FWIW p. 206 of the White Book gives the following for

names(binomial()): family, names, link, inverse, deriv, initialize,

variance, deviance, weight.

So $aic wasn't there In The Beginning. I haven't done any more

archaeology to try to figure out when/by whom it was first introduced

...

Section 6.3.3, on extending families, doesn't give any other relevant info.

A patch for src/library/stats/man/family.Rd below: please check what

I've said about $aic and $mu.eta to make sure they're correct! I can

submit this to the r bug list if preferred.

----

Index: family.Rd

===================================================================

--- family.Rd (revision 74904)

+++ family.Rd (working copy)

@@ -31,7 +31,7 @@

\arguments{

\item{link}{a specification for the model link function. This can be

a name/expression, a literal character string, a length-one character

- vector or an object of class

+ vector, or an object of class

\code{"\link[=make.link]{link-glm}"} (such as generated by

\code{\link{make.link}}) provided it is not specified

\emph{via} one of the standard names given next.

@@ -45,7 +45,7 @@

the \code{Gamma} family the links \code{inverse}, \code{identity}

and \code{log};

the \code{poisson} family the links \code{log}, \code{identity},

- and \code{sqrt} and the \code{inverse.gaussian} family the links

+ and \code{sqrt}; and the \code{inverse.gaussian} family the links

\code{1/mu^2}, \code{inverse}, \code{identity}

and \code{log}.

@@ -105,8 +105,8 @@

\note{

The \code{link} and \code{variance} arguments have rather awkward

semantics for back-compatibility. The recommended way is to supply

- them is as quoted character strings, but they can also be supplied

- unquoted (as names or expressions). In addition, they can also be

+ them as quoted character strings, but they can also be supplied

+ unquoted (as names or expressions). Additionally, they can be

supplied as a length-one character vector giving the name of one of

the options, or as a list (for \code{link}, of class

\code{"link-glm"}). The restrictions apply only to links given as

@@ -130,10 +130,18 @@

\item{dev.resids}{function giving the deviance residuals as a function

of \code{(y, mu, wt)}.}

\item{aic}{function giving the AIC value if appropriate (but \code{NA}

- for the quasi- families). See \code{\link{logLik}} for the assumptions

- made about the dispersion parameter.}

- \item{mu.eta}{function: derivative \code{function(eta)}

- \eqn{d\mu/d\eta}.}

+ for the quasi- families). More precisely, this function

+ returns \eqn{-2 L + 2 s}, where \eqn{L} is the log-likelihood and \eqn{s}

+ is the number of estimated scale parameters; the penalty term for the

+ location parameters is added elsewhere.

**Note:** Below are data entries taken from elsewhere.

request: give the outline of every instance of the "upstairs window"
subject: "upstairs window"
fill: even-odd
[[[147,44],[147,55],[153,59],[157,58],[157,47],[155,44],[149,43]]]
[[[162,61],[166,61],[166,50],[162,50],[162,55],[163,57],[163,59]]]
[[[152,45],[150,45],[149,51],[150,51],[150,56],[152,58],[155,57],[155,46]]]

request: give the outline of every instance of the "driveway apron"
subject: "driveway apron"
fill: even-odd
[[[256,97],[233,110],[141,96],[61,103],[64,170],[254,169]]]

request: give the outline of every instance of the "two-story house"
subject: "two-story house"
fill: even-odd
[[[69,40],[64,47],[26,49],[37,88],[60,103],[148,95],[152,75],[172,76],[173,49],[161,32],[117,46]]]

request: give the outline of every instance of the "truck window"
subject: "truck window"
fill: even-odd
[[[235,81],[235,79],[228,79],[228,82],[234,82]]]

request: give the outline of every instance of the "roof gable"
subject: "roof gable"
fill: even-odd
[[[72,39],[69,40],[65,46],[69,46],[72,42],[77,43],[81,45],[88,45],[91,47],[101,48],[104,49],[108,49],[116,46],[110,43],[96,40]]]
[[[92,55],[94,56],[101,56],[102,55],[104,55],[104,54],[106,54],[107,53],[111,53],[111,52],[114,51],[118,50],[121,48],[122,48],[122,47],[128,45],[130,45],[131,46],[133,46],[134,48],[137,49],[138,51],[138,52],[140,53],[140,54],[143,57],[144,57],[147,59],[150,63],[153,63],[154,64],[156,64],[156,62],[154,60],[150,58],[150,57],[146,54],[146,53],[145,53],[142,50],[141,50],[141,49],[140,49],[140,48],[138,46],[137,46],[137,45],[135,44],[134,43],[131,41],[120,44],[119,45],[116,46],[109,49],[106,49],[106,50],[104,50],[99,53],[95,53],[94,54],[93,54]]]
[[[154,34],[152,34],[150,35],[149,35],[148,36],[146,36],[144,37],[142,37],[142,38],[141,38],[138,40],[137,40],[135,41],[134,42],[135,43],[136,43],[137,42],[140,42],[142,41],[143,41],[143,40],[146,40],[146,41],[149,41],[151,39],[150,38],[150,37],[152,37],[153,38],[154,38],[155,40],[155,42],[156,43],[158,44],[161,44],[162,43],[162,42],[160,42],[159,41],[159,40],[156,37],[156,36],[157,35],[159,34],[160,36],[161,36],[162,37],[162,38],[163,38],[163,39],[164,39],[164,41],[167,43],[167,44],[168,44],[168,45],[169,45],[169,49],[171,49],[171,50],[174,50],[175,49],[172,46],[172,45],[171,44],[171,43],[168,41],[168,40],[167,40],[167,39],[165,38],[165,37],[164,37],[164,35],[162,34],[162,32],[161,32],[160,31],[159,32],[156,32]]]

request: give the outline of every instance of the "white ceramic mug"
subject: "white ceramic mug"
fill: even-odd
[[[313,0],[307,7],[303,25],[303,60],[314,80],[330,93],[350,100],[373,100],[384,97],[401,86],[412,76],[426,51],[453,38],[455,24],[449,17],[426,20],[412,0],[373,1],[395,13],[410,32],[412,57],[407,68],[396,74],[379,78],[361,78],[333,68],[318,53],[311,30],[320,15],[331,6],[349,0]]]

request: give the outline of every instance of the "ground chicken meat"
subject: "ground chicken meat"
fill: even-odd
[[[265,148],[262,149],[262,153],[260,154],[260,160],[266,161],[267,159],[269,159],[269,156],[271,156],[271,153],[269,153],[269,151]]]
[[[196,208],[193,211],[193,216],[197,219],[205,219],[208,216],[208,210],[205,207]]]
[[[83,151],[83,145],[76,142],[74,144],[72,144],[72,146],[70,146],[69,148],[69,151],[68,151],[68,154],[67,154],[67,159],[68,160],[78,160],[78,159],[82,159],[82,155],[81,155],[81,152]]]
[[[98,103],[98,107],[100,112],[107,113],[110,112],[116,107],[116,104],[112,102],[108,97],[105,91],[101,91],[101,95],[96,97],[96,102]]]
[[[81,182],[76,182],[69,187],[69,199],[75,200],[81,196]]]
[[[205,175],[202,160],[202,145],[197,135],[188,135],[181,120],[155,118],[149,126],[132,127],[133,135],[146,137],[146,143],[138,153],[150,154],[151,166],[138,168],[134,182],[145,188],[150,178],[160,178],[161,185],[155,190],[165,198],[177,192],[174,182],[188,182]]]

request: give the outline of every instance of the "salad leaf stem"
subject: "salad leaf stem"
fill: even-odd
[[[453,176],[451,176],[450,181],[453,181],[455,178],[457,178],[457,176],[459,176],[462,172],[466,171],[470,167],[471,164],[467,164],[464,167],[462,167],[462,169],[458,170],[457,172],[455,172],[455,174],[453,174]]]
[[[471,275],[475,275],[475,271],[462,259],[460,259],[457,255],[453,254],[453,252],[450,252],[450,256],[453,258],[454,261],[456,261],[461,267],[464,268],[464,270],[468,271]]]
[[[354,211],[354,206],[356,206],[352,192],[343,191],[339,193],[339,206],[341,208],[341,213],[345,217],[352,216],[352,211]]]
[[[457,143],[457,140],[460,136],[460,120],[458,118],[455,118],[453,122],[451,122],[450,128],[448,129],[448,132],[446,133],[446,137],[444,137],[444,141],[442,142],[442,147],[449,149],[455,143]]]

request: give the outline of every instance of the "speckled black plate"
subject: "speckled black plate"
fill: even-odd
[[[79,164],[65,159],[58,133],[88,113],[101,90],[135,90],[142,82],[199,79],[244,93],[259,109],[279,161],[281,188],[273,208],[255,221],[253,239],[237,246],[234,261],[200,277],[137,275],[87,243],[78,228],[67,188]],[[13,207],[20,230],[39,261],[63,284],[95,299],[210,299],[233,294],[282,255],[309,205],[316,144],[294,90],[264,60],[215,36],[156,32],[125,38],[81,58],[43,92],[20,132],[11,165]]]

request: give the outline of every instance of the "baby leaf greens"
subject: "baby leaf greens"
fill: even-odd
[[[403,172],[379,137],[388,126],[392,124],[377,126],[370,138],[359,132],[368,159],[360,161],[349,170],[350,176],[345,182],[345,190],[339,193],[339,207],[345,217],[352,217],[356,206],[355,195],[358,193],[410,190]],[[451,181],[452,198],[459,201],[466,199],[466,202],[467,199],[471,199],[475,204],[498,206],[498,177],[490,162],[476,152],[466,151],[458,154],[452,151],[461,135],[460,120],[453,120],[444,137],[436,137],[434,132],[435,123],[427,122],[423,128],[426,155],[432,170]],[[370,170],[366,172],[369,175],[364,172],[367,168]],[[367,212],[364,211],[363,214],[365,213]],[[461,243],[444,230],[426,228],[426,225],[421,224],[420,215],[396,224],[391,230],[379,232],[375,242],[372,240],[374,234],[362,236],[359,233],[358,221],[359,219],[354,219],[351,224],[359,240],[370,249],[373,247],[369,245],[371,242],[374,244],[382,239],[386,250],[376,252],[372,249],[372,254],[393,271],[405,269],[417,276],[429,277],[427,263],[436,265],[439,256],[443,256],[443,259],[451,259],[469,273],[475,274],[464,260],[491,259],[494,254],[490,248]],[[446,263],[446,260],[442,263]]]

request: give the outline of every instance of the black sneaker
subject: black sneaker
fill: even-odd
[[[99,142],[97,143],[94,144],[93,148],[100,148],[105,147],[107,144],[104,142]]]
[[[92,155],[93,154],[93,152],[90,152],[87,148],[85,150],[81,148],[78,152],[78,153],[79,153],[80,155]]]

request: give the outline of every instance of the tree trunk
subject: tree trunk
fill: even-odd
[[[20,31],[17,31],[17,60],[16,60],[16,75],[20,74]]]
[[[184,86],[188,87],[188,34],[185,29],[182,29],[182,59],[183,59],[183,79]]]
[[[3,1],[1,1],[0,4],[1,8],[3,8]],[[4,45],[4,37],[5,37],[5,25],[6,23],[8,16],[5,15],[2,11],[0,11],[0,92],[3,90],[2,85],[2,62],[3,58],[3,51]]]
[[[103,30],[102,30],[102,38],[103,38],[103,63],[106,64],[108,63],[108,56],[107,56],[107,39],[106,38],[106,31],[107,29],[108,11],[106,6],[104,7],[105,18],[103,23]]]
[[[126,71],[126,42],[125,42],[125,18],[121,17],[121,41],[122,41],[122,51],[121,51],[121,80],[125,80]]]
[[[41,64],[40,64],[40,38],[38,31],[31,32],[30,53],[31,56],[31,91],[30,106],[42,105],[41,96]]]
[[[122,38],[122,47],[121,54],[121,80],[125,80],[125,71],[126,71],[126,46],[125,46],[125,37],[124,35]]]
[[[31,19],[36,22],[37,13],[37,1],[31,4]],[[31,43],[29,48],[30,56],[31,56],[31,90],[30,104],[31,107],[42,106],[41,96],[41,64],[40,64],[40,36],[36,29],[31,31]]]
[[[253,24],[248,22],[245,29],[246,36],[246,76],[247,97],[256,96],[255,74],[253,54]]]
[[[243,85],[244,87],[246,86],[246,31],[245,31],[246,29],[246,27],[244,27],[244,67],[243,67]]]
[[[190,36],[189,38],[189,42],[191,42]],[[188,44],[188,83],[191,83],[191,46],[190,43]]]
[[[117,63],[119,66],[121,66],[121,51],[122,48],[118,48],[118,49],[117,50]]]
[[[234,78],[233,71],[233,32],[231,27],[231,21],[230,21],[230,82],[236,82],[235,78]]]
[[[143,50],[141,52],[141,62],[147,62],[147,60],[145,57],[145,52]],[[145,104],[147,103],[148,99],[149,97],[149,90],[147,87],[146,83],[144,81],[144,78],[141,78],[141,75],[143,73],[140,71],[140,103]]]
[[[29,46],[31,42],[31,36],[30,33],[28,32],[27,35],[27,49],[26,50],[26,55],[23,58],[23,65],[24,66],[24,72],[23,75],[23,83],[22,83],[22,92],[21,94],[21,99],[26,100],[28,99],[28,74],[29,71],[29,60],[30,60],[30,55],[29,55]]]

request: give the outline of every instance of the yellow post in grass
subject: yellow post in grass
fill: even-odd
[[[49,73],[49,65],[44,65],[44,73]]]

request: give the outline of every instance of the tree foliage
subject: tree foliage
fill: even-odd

+ See \code{\link{logLik}} for the assumptions

+ made about the dispersion parameter.}

+ \item{mu.eta}{function: derivative of the inverse-link function

+ with respect to the linear predictor. If the inverse-link

+ function is \eqn{\mu=g^{-1}(\eta)}{mu=ginv(eta)}

+ where \eqn{eta}{\eta} is the value

+ of the linear predictor, then this function returns

+ \eqn{d(g^{-1})/d\eta=d\mu/d\eta}{d(ginv(eta))/d(eta)=d(mu)/d(eta)}.}

\item{initialize}{expression. This needs to set up whatever data

objects are needed for the family as well as \code{n} (needed for

AIC in the binomial family) and \code{mustart} (see \code{\link{glm}}).}

@@ -224,8 +232,8 @@

## which case use an offset of 0 in the corresponding formula

## to get the null deviance right.

-## Binomial with identity link: often not a good idea.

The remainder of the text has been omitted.